# Quality VS Quantity



## Chris V (Oct 18, 2007)

April/May have been awesome. It's my favorite time of year to surf fish and using all artificials. Bait and Wait is fun too but I love walking and plugging along. 

Variety has been a little down but the quality has been there to make up for it. Last spring and summer I got huge numbers of Trout but smaller on average. This year, they are all big fish and this week along I've landed several between 25-27". Plugs, plastics and flies have all been working and some mornings have produced incredible topwater fishing with big Trout, Reds, Blues and Mackerel. 

Here'a few pics from this week. I only kept a few because they weren't going to make it. Trying to earn good Karma for that 30+ inch Speck lol


----------



## Bodupp (Oct 3, 2007)

Mighty fine, Chris. Is that topwater a walk-the-dog type lure?


----------



## Mac1528 (Mar 24, 2012)

Some great look'in trout. Love it from the surf. Used to wade the surf between the jetties in Maderia Beach early in the morning for my sows when I was a kid. Miss it a lot.

Sharing is Caring!


----------



## Chris V (Oct 18, 2007)

Bodupp said:


> Mighty fine, Chris. Is that topwater a walk-the-dog type lure?

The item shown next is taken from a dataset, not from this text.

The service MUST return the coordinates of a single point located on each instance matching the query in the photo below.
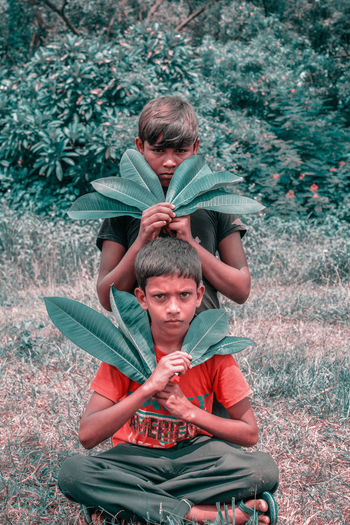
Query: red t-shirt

I actually don't have the topwater(s) I've been using pictured. There's a couple different twitchbaits in the pictures. But yes, I have been using walk-the-dog style topwaters.


----------



## Michael f sights (Jun 19, 2012)

Nice!


----------



## Beachbum420 (Apr 19, 2018)

Nice gator trout brother!


----------



## GROUPERKING (Sep 28, 2011)

I need to make myself get up and go one morning ! Nice fish Chris !


----------



## philfish (Mar 7, 2018)

Nice fish! Thanks for the report.I'm just getting started in salt water fishing. I was down in Mexico Beach a few weeks back Spanish, Blues, Lady fish on topwater walk the dog. Also threw Johnson sprite and kastmaster. Pompano on hair jigs. On the beach at 5:30 am. Only saw one guy throwing lures all week so good to see another plugger out there. Lots of people getting pompano on shrimp and fish bites


----------



## gatoryak (Mar 14, 2011)

Great catches and pics Chris! Always enjoy your reports.


----------